The original Happy Death Day had a pretty novel idea; the Groundhog Day plot is nothing new, but Happy Death Day kept it interesting by combining it with a murder mystery, where student Tree (Jessica Rothe) is murdered by a masked killer on her birthday, and then relives that same birthday, each death creating a new loop until she solves the case. So too is this the plot of the sequel.

Yes, Happy Death Day 2 U does commit one of the most annoying sins of a sequel: repeating the story of the first because it worked the first time. It also commits a terrible sin of horror movie sequels and explains the bizarre events of the first film. That said, this explanation does add a little wrinkle to the film’s plot that makes it worth a watch.

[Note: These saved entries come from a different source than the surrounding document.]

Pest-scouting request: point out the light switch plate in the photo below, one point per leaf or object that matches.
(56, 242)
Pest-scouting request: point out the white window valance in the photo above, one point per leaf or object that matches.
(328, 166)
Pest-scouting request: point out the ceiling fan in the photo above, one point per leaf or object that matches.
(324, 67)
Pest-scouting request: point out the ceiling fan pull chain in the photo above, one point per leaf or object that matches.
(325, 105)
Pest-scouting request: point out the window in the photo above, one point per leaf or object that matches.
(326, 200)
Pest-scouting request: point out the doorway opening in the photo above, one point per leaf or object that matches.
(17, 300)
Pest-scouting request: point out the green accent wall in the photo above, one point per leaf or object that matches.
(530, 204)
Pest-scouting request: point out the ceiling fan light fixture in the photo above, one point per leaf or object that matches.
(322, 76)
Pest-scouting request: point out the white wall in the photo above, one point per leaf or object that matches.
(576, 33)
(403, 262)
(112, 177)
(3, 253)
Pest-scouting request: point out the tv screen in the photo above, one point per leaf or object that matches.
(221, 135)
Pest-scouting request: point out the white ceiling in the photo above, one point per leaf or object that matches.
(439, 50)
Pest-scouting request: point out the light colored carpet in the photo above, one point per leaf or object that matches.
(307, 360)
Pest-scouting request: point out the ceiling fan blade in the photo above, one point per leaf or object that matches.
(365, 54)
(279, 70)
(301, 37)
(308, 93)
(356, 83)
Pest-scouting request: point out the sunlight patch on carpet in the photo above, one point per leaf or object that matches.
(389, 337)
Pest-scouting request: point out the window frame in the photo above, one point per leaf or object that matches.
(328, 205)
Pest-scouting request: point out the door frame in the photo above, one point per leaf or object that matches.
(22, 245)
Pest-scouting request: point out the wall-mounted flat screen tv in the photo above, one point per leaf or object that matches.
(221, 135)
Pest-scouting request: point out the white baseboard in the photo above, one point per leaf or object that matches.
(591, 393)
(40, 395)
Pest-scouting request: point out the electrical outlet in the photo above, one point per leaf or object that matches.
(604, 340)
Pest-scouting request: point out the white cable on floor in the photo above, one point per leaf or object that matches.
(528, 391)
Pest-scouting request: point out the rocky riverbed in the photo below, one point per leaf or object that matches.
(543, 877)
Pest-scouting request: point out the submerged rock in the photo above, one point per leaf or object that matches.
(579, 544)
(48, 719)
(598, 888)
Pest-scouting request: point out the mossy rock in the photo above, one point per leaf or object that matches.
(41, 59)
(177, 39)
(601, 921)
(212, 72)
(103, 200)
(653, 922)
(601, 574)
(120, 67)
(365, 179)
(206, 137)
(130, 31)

The film not only pays tribute to Groundhog Day, but has a little of It’s A Wonderful Life too, where Tree is teleported into another dimension and though her boyfriend Carter (Israel Broussard) is with another woman, Tree is overjoyed to see her mother still alive, which leads to some effectively emotional scenes. Not only does Tree have another mystery to solve, she must also make the difficult decision whether to stay in this new dimension or return to her own.

That plot is pulled off extremely well, mostly thanks to Rothe’s acting. One really feels Tree’s confusion and frustration. That, combined with some excellent jokes and interactions mean that, while Happy Death Day 2 U may feel somewhat repetitive, it is still worth a watch.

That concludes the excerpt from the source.